Take, for example, the writer of these tags: “ ‘Shoo!’ said Mr. Dursley loudly.” . . . “ ‘No,’ she said sharply.” . . . “ ‘I know that,’ said Professor McGonagall irritably.”
This writer also has her characters snarling, snapping, wailing, and croaking—and doing so coldly, heavily, glumly, sleepily, and so on. But then, what does J. K. Rowling know? Her books have only sold a few hundred million copies in some forty languages. Rowling even breaks the rule that says characters can’t hiss unless their dialogue has sibilant sounds. “ ‘No!’ Harry hissed,” she writes—and, sibilance or not, the “No!” goes down as hissy.
If such robust attribution should be limited to children’s literature, however, Danielle Steel and the buyers of more than 370 million copies of her novels seem unconvinced. Steel tags her dialogue with gusto. Shake just one of her novels (in this case, Mirror Image), and out like confetti fall such attributions as:
“You must come with me,” Victoria answered fiercely. . . . “Religion,” she smiled mischievously. . . . “I think that’s disgusting,” she said heatedly. . . . “Neither can I,” he laughed. . . .“Yeah,” he grinned at her. . . . “You cheated,” she accused.
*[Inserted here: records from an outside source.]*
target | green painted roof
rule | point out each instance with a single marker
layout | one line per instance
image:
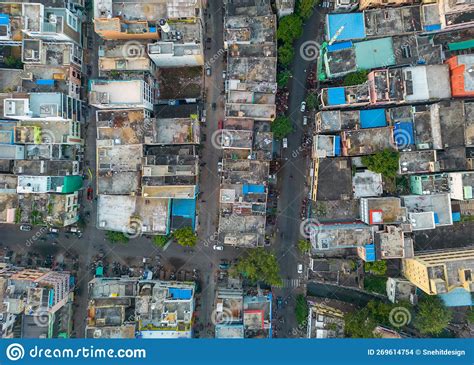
(72, 183)
(374, 53)
(458, 46)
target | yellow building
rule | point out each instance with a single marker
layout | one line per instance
(365, 4)
(439, 272)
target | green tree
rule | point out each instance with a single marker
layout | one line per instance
(161, 241)
(376, 267)
(311, 101)
(304, 246)
(283, 78)
(285, 54)
(384, 162)
(470, 315)
(281, 127)
(432, 316)
(258, 265)
(185, 237)
(355, 78)
(116, 237)
(290, 28)
(301, 309)
(359, 324)
(305, 8)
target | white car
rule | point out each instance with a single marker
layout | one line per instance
(303, 106)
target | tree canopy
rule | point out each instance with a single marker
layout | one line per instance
(384, 162)
(281, 127)
(282, 78)
(258, 265)
(185, 237)
(285, 54)
(376, 267)
(305, 8)
(304, 246)
(290, 28)
(432, 316)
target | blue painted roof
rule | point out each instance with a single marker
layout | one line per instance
(339, 46)
(353, 23)
(251, 188)
(370, 252)
(336, 96)
(403, 134)
(178, 293)
(457, 298)
(337, 146)
(373, 118)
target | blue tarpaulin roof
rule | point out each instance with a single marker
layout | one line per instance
(457, 298)
(373, 118)
(432, 27)
(456, 217)
(250, 188)
(4, 19)
(403, 134)
(185, 208)
(337, 146)
(45, 82)
(177, 293)
(339, 46)
(353, 23)
(336, 96)
(369, 252)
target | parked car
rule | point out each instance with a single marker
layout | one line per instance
(303, 106)
(26, 227)
(90, 193)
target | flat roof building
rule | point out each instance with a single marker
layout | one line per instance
(439, 272)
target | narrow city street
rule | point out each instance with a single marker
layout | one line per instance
(291, 181)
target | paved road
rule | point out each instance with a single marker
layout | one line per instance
(291, 180)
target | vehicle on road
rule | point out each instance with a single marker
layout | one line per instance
(90, 193)
(303, 106)
(279, 302)
(26, 227)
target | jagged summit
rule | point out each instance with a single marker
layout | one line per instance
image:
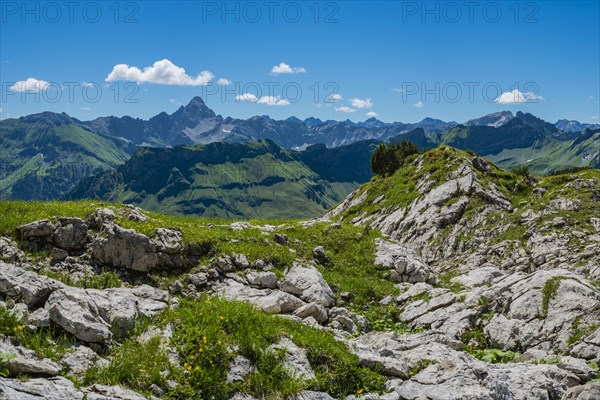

Primly, blithely, miserably, mysteriously, vaguely, soothingly, nervously, cautiously, discreetly, and frantically—thus do Steel’s characters chide, moan, wail, and bluster their way through their dialogue.
THE CONFIDENT TAGMEISTER
Stephen King and others blame inflated tags on lapses in confidence— the fear that otherwise a speaker’s tone and intent won’t come across. Writers should address this fear (after writing their first drafts), and sort out the tags that seem excessive. But excess cannot always be measured against the austere tenets of writers’ workshops. Sometimes the author’s particular tone, or the genre, or the readers’ expectations, call for a vigorous attribution style.
As I flip through shelves of novels, I find occasional, pumped-up attributions to be perfectly welcome clues as to how characters dished out utterances to one another. Salman Rushdie does not strike me as a writer lacking in confidence; but within four pages of The Satanic Verses, his characters have “conceded,” “admitted, “promised,” “thundered on,” “said jovially,” and “yelled suddenly” what they had to say. With due respect for Elmore Leonard’s reasoning that such “intrusive” verbs and adverbs can distract the reader (he especially hates suddenly), in the hands of a riveting storyteller like Rushdie they seem only to drive the dialogue, like an emphatic drumbeat.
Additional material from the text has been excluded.